Table 1 A comparison of this chapter and previous surveys on human motion analysis and crowd video analysis

The goal of this survey is to review and organise the state-of-the-art methods in the domain of crowd video analysis such that their main focus becomes apparent. To achieve this, we have divided the research on crowd video analysis into three broad categories: macroscopic modelling, microscopic modelling and crowd event detection. The methods related to each task are further divided into sub-categories and a comprehensive description of representative methods is provided. In addition, we identify challenges and future directions for analysing a crowded scene. We believe this will help readers, especially newcomers to this area, to understand the major tasks of a crowded scene analysis system and hope to motivate for the development of new methods.

2 Macroscopic Modelling

In order to learn the typical motion patterns in a crowded scene, macroscopic observation-based methods utilise holistic properties of the scene such as motions in local spatio-temporal cuboid or instantaneous motion are utilised. It is also the preferred method in tracking and analysing the behaviour of both sparse and dense crowd using the following properties such as: density, velocity and flow [31]. Figure 1 depicts detailed various features available for use in macroscopic modelling and the techniques initialising those features.

Fig. 1
figure 1

A schematic illustration of the topics involved in macroscopic crowd video analysis

2.1 Optical Flow Feature

Optical flow is a dense field of instantaneous velocities computed between two consecutive frames commonly used in extracting motion features [23]. Given a video of a crowded scene, the first step is to segment the input video into smaller video clips and compute pixel-wise optical flow between consecutive frames of each clip using the techniques in [11, 23, 49]. The extracted flow vectors may contain noise and redundant information. In order to reduce the computational cost and remove noise, researchers utilise unsupervised (Andrade et al. [6, 7] and Yang et al. [81]) or supervised (Hu and Shah [26, 27]) dimensional reduction techniques. Subsequently, the next step is to find the representative motion patterns of the scene by merging flow vectors from all video frames. Referring back to Fig. 1, it can be seen that the motion features extracted from the optical flow can be utilised for motion pattern extraction such as: Sink Seeking Process, Optical Flow Clustering, Interaction Force Modelling, Local Spatio-temporal Motion Variation Modelling, and Spatio-temporal Gradient feature whereby the methods can be used separately or integrated with one another to obtain the desired crowd analysis.
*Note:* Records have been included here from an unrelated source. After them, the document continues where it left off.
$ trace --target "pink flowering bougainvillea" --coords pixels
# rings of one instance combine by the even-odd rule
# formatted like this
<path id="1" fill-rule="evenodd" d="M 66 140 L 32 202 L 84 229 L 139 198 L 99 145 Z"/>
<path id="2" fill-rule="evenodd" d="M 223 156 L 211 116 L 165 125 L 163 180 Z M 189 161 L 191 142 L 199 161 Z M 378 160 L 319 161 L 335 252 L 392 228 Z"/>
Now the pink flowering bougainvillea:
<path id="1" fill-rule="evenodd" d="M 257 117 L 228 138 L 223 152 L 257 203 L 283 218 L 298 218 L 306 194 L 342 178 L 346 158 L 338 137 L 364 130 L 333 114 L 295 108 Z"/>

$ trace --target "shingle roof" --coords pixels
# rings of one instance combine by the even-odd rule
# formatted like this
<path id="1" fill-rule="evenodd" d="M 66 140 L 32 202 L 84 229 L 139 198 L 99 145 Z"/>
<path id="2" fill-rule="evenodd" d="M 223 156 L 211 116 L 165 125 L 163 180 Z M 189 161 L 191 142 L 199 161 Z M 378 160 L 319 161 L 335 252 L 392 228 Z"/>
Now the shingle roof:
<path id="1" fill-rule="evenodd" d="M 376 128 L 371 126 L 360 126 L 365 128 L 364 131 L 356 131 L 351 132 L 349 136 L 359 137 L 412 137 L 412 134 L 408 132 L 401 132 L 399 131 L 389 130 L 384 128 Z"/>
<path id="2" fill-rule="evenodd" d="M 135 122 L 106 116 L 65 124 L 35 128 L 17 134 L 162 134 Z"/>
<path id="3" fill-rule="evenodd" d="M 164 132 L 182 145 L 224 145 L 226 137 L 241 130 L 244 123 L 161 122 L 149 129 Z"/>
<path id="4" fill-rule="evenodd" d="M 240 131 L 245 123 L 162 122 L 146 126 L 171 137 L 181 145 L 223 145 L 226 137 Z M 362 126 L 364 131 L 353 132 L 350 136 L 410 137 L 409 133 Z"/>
2.1.1 Sink Seeking Process

In the sink seeking process, a grid of particles is overlaid on the first frame of the video clip and advected using a numerical scheme. The path taken by a particle to its final position is called a sink path and thus, the process of finding sinks (exits) and sink paths is called a sink seeking process. Hu and Shah [26, 27] carry out sink seeking process for each particle and thus generate one sink path per particle. These sinks and sink paths are later clustered to extract the dominant motion paths of the scene using an iterative clustering algorithm. On the other hand, Ali and Shah [3] generate a static floor field where each particle holds a value that represents the minimum distance to the nearest sink form its current location. Ali and Shah impose the static floor field together with dynamic and boundary floor field as constraints for tracking algorithm [4].

2.1.2 Optical Flow Clustering

Andrade et al. [6, 7] model the principal components of the optical flow vectors in each video clip using Hidden Markov Models. Then, video segments which have similar motion pattern are grouped together using the spectral clustering method. The resulting clustered video segments are modelled using a chain of HMMs to represent the typical motion pattern of the scene. The emergency events in the monitored scene are detected by finding deviations from the obtained model.
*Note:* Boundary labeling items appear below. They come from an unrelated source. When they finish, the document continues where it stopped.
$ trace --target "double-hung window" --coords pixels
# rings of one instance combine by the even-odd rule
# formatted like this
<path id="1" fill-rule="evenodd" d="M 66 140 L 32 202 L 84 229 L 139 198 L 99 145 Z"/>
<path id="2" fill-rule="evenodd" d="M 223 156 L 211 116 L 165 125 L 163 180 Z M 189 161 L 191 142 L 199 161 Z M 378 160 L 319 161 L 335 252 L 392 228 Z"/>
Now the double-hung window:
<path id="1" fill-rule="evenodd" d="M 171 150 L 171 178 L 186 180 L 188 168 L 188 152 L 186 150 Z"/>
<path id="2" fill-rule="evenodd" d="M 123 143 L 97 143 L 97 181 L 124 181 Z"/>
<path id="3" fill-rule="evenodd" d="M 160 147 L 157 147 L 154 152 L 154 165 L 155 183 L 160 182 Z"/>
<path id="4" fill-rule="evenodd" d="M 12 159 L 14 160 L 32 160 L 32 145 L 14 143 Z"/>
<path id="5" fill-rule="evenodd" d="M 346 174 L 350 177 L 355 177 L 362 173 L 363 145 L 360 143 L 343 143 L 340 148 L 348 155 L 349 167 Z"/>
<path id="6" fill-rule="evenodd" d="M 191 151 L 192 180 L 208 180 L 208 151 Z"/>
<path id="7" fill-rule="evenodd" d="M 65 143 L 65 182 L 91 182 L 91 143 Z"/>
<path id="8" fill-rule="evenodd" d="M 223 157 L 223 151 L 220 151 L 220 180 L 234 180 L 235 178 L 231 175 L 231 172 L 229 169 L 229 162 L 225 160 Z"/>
Instead of the spatial segmentation of each video frame, the other approach is to cluster optical flow vectors by spatial grouping as in [64]. Imran et al. [64] proposed to cluster optical flow vectors in each video clip into N Gaussian mixture components. Then, these Gaussian components are linked over time using a fully connected graph. The connected component analysis of the graph is performed to discover different motion patterns. However, their method still faces the problem of having to determine how many components should there be in the mixture.
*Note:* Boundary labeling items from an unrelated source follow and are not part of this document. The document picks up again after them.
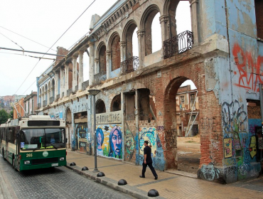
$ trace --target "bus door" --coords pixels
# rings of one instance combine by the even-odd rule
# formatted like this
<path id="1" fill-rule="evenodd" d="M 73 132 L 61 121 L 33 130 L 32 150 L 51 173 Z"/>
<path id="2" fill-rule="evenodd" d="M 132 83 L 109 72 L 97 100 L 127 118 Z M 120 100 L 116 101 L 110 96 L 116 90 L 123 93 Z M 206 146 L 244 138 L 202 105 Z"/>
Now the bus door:
<path id="1" fill-rule="evenodd" d="M 20 166 L 20 128 L 19 127 L 16 127 L 16 167 L 19 168 Z"/>

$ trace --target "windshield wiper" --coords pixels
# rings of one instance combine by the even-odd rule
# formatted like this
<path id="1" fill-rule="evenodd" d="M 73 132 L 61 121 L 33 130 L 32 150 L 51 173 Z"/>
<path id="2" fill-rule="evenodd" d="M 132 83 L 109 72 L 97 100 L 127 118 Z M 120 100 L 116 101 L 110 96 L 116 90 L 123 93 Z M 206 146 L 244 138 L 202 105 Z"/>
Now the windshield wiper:
<path id="1" fill-rule="evenodd" d="M 57 147 L 55 147 L 52 143 L 50 143 L 50 144 L 52 145 L 53 147 L 54 147 L 55 149 L 58 149 Z"/>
2.1.3 Interaction Force Modelling

In addition to learning dominant motion patterns, the optical flow vectors obtained can also be used to model interaction forces of a crowd, and then use the model to detect the stability of the crowd. For example, Mehran et al. [53] employ the optical flow vectors to model pedestrian motion dynamics using a social force model. Social force models [22] have been used in many studies in computer graphic fields for creating animations of the crowd [54]. In this model, the motions of pedestrians are modelled with two forces: a personal desire force and an interaction force. The interaction force is defined as an attractive and repulsive force between pedestrians. In [53], an interaction force between pedestrians is estimated based on optical flow computed over a grid of particles. The normal pattern of this force is later used to model the dynamics of a crowded scene and detect abnormal behaviours in crowds.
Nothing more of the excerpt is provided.